Dia menambahkan, rencana untuk meningkatkan kredit itu potensinya memang cukup besar dan pihaknya berharap ini akan terus membantu pemulihan ekonomi Indonesia khususnya yang terkena pandemi COVID-19.
"Meskipun sekarang yang kita hadapi adalah kenaikan-kenaikan harga-harga bahan baku dari hampir semua perusahaan itu meningkat, sehingga kalau mereka tidak bisa menjual atau daya beli masyarakat belum bisa mengabsorb itu maka perusahaan ini untuk sementara mengalami profitabilitinya akan berkurang,” ujar dia.
Tantangan Baru
Jahja menilai dampak COVID-19 sudah mengalami pemulihan. Namun, karena masalah ekonomi global, terdapat tantangan baru yang harus dihadapi.
"Kita tahu harga minyak meningkat, harga minyak goreng sempat menjadi topik yang menarik karena kenaikan-kenaikan harga di luar negri luar biasa, kemudian kita lihat juga misalnya untuk bahan-bahan baku lain, karena apa transportasi dan namanya impor pasti menggunakan logistik-logistik company dengan kapal dan itu meningkat biaya kontainer semua meningkat,” ungkapnya.
Jahja menambahkan, saat ini eksportir menikmati masa keemasan seiring dolar AS yang menguat.

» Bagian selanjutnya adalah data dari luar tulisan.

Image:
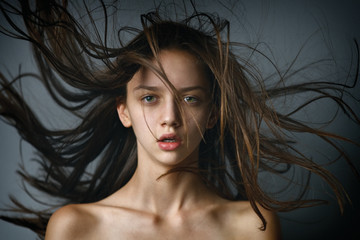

"Menyebabkan fokus terhadap perusahaan-perusahaan, kita tentu setiap perusahaan berbeda mungkin untuk eksportir mungkin ini masa keemasan mereka menikmati dolarnya lebih banyak rupiah yang didapat kemudian industri seperti CPO, pertambangan batu baru dan nikel tembaga alumina itu menikmati kenaikan komoditas buat mereka mendapatkan income lebih besar,” ujar dia.